You've heard time and time again that the number on the scale isn't necessarily the most accurate indication of your overall health. But is your body mass index (BMI), the most commonly used measure of body fat, really any better? According to new research published in the Annals of Internal Medicine, it might not be — but there's another number you should be keeping an eye on instead.
For the April 2017 study, researchers from the United Kingdom and Australia teamed up to analyze data on the body composition and mortality of more than 42,000 men and women over the course of 10 years.
What they found? People with "normal" BMIs (aka BMIs that fall between 18.5 and 25) but a high waist-to-hip ratio (anything above 0.85 for women or 0.9 for men) were 22 percent more likely to die — from any and all causes — during the course of the study. People who were obese (aka people with a BMI of 30 or higher) with a high waist-to-hip ratio also had greater chances of dying than their normal-waisted counterparts.
But here's where things start to really get interesting: People who were obese according to their BMIs but had a normal waist-to-hip ratio did not have an increased risk of death, despite being overweight. This suggests that maybe, instead of worrying so much about your BMI, you might want to focus more on your waist-to-hip ratio (aka your "central obesity" levels) instead.
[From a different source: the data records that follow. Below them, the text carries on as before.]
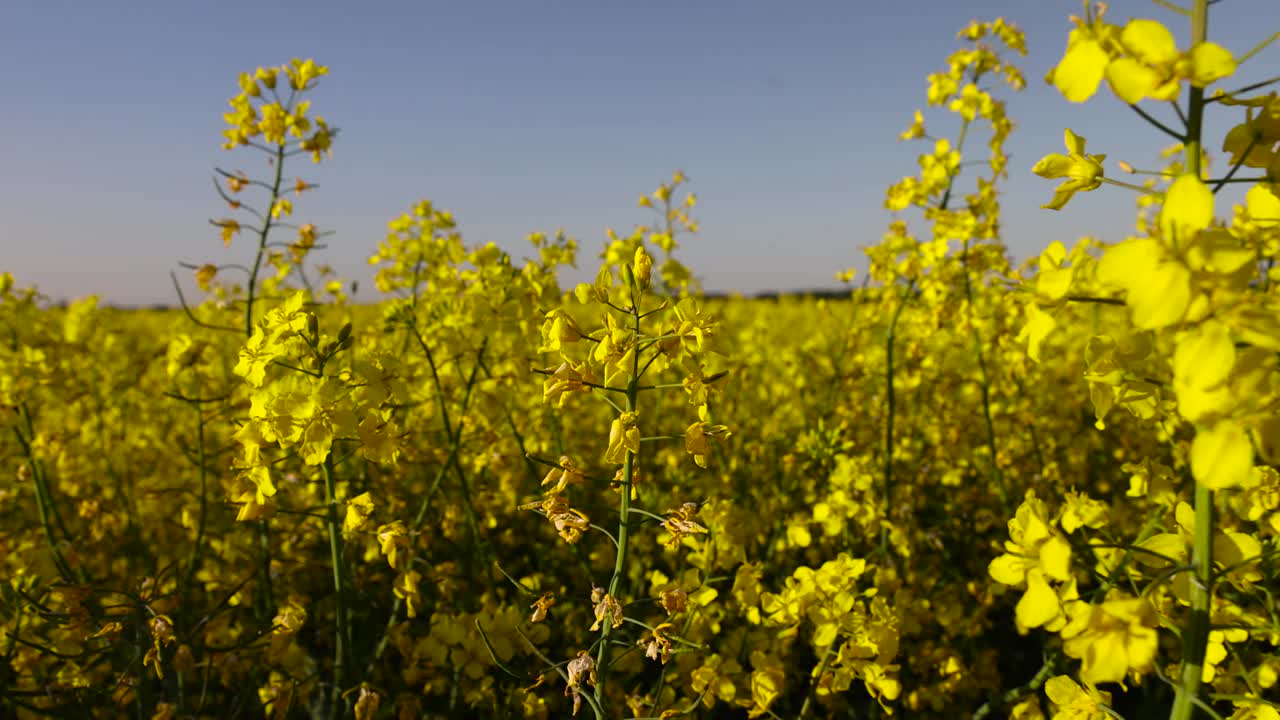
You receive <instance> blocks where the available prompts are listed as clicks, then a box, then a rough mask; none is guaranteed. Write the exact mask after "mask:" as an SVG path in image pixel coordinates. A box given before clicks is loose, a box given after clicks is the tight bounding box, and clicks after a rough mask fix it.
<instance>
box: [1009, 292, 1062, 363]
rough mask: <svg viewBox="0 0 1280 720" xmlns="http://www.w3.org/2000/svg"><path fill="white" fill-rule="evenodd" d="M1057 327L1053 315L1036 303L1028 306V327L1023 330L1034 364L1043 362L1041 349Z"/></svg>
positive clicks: (1026, 326)
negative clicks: (1040, 306)
mask: <svg viewBox="0 0 1280 720" xmlns="http://www.w3.org/2000/svg"><path fill="white" fill-rule="evenodd" d="M1064 295H1065V292H1064ZM1056 327H1057V323H1056V322H1055V320H1053V315H1050V314H1048V313H1046V311H1043V310H1041V309H1039V306H1037V305H1036V304H1034V302H1032V304H1030V305H1028V306H1027V325H1025V327H1024V328H1023V333H1025V336H1027V356H1028V357H1030V359H1032V361H1033V363H1039V361H1041V347H1043V345H1044V340H1046V338H1048V334H1050V333H1051V332H1053V329H1055V328H1056ZM1019 337H1021V336H1019Z"/></svg>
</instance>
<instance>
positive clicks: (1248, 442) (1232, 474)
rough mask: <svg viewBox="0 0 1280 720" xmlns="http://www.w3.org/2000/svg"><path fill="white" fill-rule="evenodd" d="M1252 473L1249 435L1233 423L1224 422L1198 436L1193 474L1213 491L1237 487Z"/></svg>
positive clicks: (1193, 454)
mask: <svg viewBox="0 0 1280 720" xmlns="http://www.w3.org/2000/svg"><path fill="white" fill-rule="evenodd" d="M1252 469H1253V445H1252V443H1251V442H1249V433H1248V432H1245V429H1244V428H1243V427H1242V425H1240V424H1239V423H1235V421H1233V420H1222V421H1220V423H1217V424H1216V425H1213V427H1212V428H1210V429H1202V430H1198V432H1197V433H1196V439H1194V441H1192V474H1193V475H1196V480H1197V482H1199V483H1203V484H1204V487H1207V488H1210V489H1222V488H1229V487H1235V486H1238V484H1240V483H1243V482H1244V480H1247V479H1248V478H1249V471H1251V470H1252Z"/></svg>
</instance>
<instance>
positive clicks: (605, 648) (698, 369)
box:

There are limitations to this study, including the fact that participant BMIs and waist-to-hip ratios were only measured once during the 10-year study, which researchers say might have skewed the results. But these findings back up previous studies that have found a link between excess belly fat and higher mortality rates — not to mention that this April 2017 study is the largest on the subject to date.
The moral of the story? It might be worth it to pay a little more attention to the extra pudge around your middle. If this research is any indication, your waistline might be where weight loss counts most.